The Mudcat Café TM
Thread #10822   Message #450470
Posted By: Malcolm Douglas
27-Apr-01 - 12:21 PM
Thread Name: Love and Death on the Shore
Subject: Lyr Add: THE THREE DANISH GALLEYS
While looking for something else entirely, I came across this song and remembered that there had been an inconclusive discussion of it.  Here it is, then, a mere two years on:

THE THREE DANISH GALLEYS

(Sung to Ruth L. Tongue in London, 1919, by "a sea captain born in Porlock".)

Three galleys come sailing to Porlock Side,
And stole me away a new-wed bride,
Who left my true love lying dead on the shore,
Sailing out and away.
I never shall see my dear home no more
.

Then up to her stepped the Danish King,
And her he would wed with a golden ring,
Who left my true love, etc.

The bride she made answer her tears between,
I never will wed with a cowardly Dene. ¹
Who left my true love, etc.

Then out of the galley they tossed the Bride,
And laughed as she drowned in the cruel tide.
Who left my true love, etc.

There came three small galleys from Porlock Bay,
They fought with the Danes for a night and a day.
Who left my true love, etc.

They fought till the decks with blood ran red,
And every man of the Danes was dead.
Who left my true love, etc.

¹  Dene: Dane. Local pronunciation.

From The Chime Child, or, Somerset Singers, Ruth L. Tongue (Routledge and Kegan Paul, 1968) © Ruth L. Tongue, 1967.

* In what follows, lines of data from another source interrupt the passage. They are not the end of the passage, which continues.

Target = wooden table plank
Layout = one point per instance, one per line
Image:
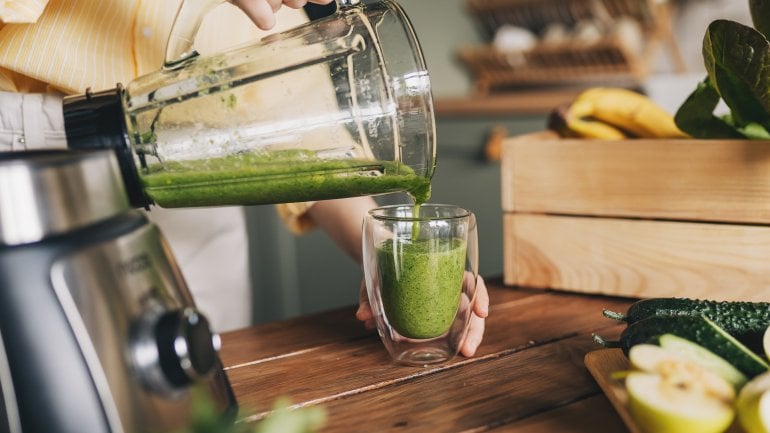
(578, 417)
(528, 375)
(475, 397)
(284, 337)
(350, 366)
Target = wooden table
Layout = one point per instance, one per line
(528, 375)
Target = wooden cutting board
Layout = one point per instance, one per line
(602, 364)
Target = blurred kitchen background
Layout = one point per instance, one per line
(497, 69)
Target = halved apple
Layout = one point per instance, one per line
(661, 404)
(753, 405)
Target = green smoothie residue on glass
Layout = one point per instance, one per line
(421, 283)
(274, 177)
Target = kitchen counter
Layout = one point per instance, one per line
(528, 374)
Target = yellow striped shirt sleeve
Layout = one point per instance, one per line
(21, 11)
(76, 44)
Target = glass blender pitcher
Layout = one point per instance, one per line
(338, 107)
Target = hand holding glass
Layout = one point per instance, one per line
(420, 273)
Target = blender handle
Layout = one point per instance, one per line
(179, 47)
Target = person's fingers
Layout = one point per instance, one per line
(275, 4)
(259, 11)
(481, 307)
(473, 338)
(364, 312)
(295, 4)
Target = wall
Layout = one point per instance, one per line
(441, 27)
(298, 275)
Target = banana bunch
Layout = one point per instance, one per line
(613, 113)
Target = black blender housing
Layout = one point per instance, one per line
(97, 121)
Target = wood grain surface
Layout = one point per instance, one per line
(528, 375)
(700, 180)
(638, 258)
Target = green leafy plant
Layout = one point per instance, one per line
(737, 59)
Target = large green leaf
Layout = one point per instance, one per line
(696, 115)
(737, 59)
(760, 15)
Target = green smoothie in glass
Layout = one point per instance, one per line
(421, 283)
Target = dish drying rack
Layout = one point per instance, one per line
(569, 62)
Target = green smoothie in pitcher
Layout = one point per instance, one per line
(421, 283)
(275, 177)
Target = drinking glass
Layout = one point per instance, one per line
(421, 268)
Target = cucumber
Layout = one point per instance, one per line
(746, 321)
(698, 329)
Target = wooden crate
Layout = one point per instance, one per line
(638, 218)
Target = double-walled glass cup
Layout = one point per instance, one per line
(421, 273)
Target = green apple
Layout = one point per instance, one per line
(704, 357)
(680, 370)
(753, 405)
(661, 404)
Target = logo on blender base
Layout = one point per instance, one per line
(136, 264)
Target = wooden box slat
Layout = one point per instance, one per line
(696, 180)
(639, 258)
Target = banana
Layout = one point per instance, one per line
(569, 121)
(625, 110)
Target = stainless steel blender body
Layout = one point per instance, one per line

Miss Tongue had this to say about it:

"I had just finished a Folk Song Recital in London, and made my way back to sink exhausted into my dressing-room chair, when there came a hearty bang on my door which opened, and an elderly sea captain came in.  He was smart, grey-haired, scarlet-faced, and as full of enthusiasm as a young westerly gale -and he had a ballad for me.  His family had been Porlock folk right back to Drake's time and before, and they had treasured and kept strictly to themselves this ancient ballad.  Now having listened to that evening's Somerset wealth, he had decided regardless of family traditions that it must be brought to the free air of a singing world and that I was the one to do it.  Before the force of this Severn Gale, I found my weariness blown clean away, and was soon singing too.  He had a tremendous voice and it hit like hammer-blows into my memory.  He sailed tomorrow he said, so I must learn it then and now.  I did, every verse, and sang it back to him.  He gave me a delighted smile, a hearty farewell and a handshake that clamped my fingers for the rest of the evening, and went away, forgetting to leave his name.
The Danish raids on Porlock are mentioned in the AngloSaxon Chronicle, and The Three Danish Galleys is a very ancient ballad which has survived the alterations of singers of other centuries, and is surprisingly unspoiled."

Doubts have been expressed from time to time as to the authenticity of the songs contained in this book; almost all of them are unusual in musical structure and unknown anywhere else.  Certainly it would be unsafe to assume that this song is of any antiquity, or even traditional at all; even if Miss Tongue wrote it herself, though (which is not impossible, particularly as so many of these songs, supposedly from different sources, are so similar in style), it's a fine piece and worth knowing.  I've made a midi of the tune, which will go to the  Mudcat Midi Pages;  until then, as a temporary measure, it may be heard via the  South Riding Folk Network  site:

THE THREE DANISH GALLEYS

There are three other songs from Ruth L. Tongue in the Forum:

The Broomsquire's Bird Song  -With tune; from The Chime Child.
The Quaker's Wife  -With tune from another source.  Text from The Quaker's Wife and other Somerset Folk Songs, Ruth Tongue and Felton Rapley (Chappell & Co., 1965).
The Green Lady  -With tune; from The Chime Child.